Interview with Steve Micklewright, chief executive of Trees for Life, and Laurelin Cummins-Fraser, director of the charity’s Dundreggan Rewilding Centre.
What challenge was the inspiration for your project?
Trees for Life has owned the Dundreggan Estate since 2008, with 10,000 acres of mountain and forest in the highlands of Scotland, not far from Loch Ness. The rewilding work being undertaken at Dundreggan has a significant cost to the charity and we needed to create a sustainable revenue stream for the estate to support itself going forwards. Our broader aim as a charity is to rewild 500,000 acres of Scotland in an area called Affric Highlands, enabling wild forest to return and peatlands to be restored to encourage the wildlife and biodiversity to grow and flourish. Dundreggan sits in the middle of this area and so we wanted to find a way for it to explain this work, sharing information about rewilding and its benefits.
What was the innovation that addressed the problem?
We came up with the idea of a rewilding centre, a place where people can come and learn what rewilding is, seeing it in action for themselves.
There’s no other rewilding centre in the UK (and probably in the world!) We want the centre at Dundreggan to act as an education and empowerment hub, inspiring visitors to go away and do some rewilding for themselves, perhaps by planting a native tree in their own garden or finding out more and supporting rewilding schemes across the country.
For local businesses, we hope to show how having a ‘nature positive’ business can be profitable, adding an environmentally sympathetic use to traditional estates. The centre will also support the local economy through the creation of jobs and income brought by those visiting the centre and the surrounding area.
What impact has Triodos Bank had on your organisation?
Our conversations with Triodos felt different to those we had with other potential financers. We didn’t need to explain what we were about, because the importance of the project was immediately recognised and understood.
As our financial plans developed Triodos were really supportive, helping us to shape the business model needed to make the project vision a reality, grounding our idea in pragmatism and making sure our goals were attainable. Their work gave us confidence and we decided to raise funding using the Triodos Crowdfunding platform.
The £2m bond filled in two days, quicker than we could have hoped for. It’s amazing that Triodos is connected to a pool of investors whose ethos is really aligned, and it felt powerful to know that there was a group of people who were waiting to support projects like ours.
What impact has your organisation had on the sector you work in?

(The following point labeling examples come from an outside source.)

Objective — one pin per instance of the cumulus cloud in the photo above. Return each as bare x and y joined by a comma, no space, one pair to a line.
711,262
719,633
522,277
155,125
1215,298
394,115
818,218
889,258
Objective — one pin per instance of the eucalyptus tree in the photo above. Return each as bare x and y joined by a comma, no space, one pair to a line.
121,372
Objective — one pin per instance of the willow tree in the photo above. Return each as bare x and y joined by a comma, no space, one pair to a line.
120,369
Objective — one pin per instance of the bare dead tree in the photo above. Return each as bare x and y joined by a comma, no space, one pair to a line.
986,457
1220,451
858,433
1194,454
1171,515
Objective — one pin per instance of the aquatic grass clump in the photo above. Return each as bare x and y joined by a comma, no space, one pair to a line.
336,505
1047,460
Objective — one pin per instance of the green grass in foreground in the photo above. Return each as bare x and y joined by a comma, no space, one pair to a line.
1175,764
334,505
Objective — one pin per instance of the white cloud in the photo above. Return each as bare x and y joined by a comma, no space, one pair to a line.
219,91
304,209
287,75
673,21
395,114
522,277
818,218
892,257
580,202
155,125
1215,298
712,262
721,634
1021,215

Many people working in rewilding are excited by the opportunities the centre will offer for connection and convening. We’ve been told that we push boundaries and part of this is to encourage the land management sector in Scotland to adopt a more holistic ‘rewilding’ approach, by working with nature and not against it.
We consciously chose to make this a ‘rewilding’, as opposed to a ‘forest’, centre as part of changing the conversation and to demonstrate that, as well as being good for biodiversity, rewilding can be profitable. Our approach is pioneering, but it has the potential to be transformational.

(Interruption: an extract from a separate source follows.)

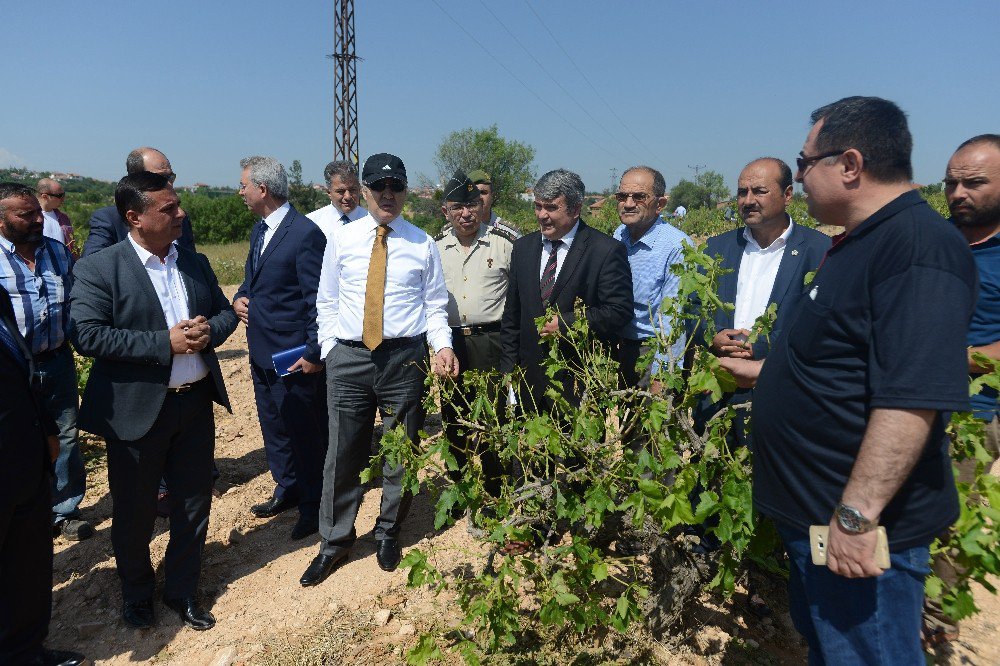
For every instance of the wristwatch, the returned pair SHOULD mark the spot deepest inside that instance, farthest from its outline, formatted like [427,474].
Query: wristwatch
[853,521]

What impact has your organisation had on the community?
Our community have been involved from the beginning and several elements of the project, including the focus on Gaelic history and culture, as well as the outdoor children’s forest play area, have evolved because of their feedback and suggestions. We’re already finding ways to interact with schools in the area and hope they’ll be regular visitors to the centre, as well as future champions of rewilding.
Many local residents were keen we included a celebration of Gaelic so people could learn about Gaels, who are in many ways the native people of the area, and hear their language and traditional music. We were struck by the parallel journey that Gaelic and rewilding are on. Only 2% of the original Caledonian Forest survives but this area is growing and after many years of decline Gaelic too is reviving – both are very much living pieces of Highlands, and Scottish, heritage and not relics of the past. The Gaelic culture tells us much about the shape and history of the land at Dundreggan and it will play an important role in the education and interpretation offered at the centre.

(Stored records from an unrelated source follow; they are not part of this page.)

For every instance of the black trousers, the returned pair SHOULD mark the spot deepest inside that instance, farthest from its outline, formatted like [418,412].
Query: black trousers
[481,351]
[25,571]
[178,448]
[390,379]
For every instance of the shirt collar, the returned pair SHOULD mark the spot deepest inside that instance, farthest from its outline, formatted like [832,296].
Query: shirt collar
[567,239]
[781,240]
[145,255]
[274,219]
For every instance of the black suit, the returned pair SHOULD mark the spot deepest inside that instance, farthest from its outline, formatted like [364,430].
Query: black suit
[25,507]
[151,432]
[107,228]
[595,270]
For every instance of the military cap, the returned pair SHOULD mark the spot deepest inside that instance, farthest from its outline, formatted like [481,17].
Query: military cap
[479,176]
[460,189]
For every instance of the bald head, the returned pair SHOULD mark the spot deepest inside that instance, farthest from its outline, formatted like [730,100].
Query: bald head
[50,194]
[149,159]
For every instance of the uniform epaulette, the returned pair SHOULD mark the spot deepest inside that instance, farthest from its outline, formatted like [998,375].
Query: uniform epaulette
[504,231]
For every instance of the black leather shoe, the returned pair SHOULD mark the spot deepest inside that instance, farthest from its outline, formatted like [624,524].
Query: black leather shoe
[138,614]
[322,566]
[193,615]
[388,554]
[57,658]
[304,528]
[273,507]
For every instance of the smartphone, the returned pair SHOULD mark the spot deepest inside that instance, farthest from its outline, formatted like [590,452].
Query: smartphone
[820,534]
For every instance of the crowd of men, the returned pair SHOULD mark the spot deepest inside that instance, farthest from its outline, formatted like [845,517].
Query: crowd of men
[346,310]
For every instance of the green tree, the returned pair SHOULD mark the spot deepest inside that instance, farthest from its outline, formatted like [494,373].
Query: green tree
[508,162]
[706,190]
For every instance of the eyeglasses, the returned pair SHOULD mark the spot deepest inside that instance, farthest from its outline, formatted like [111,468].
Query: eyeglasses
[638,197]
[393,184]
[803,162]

How does Triodos Bank share your vision?
From the start we felt a sense of shared values and the fact that the bank focused on pioneering projects, working for long-term change, ticked all our boxes.
We found that Triodos wants to innovate. It is mindful of risk, but is prepared to push things further than others, to make real change. The bank’s ground-breaking attitude is backed up by pragmatism to make sure things don’t go too far or too fast – and that feels very similar to how Trees for Life works.
Triodos has done this for years, trying to lead the sector in a more ethical way and it’s a sign of a changing society that a lot of other organisations are now following.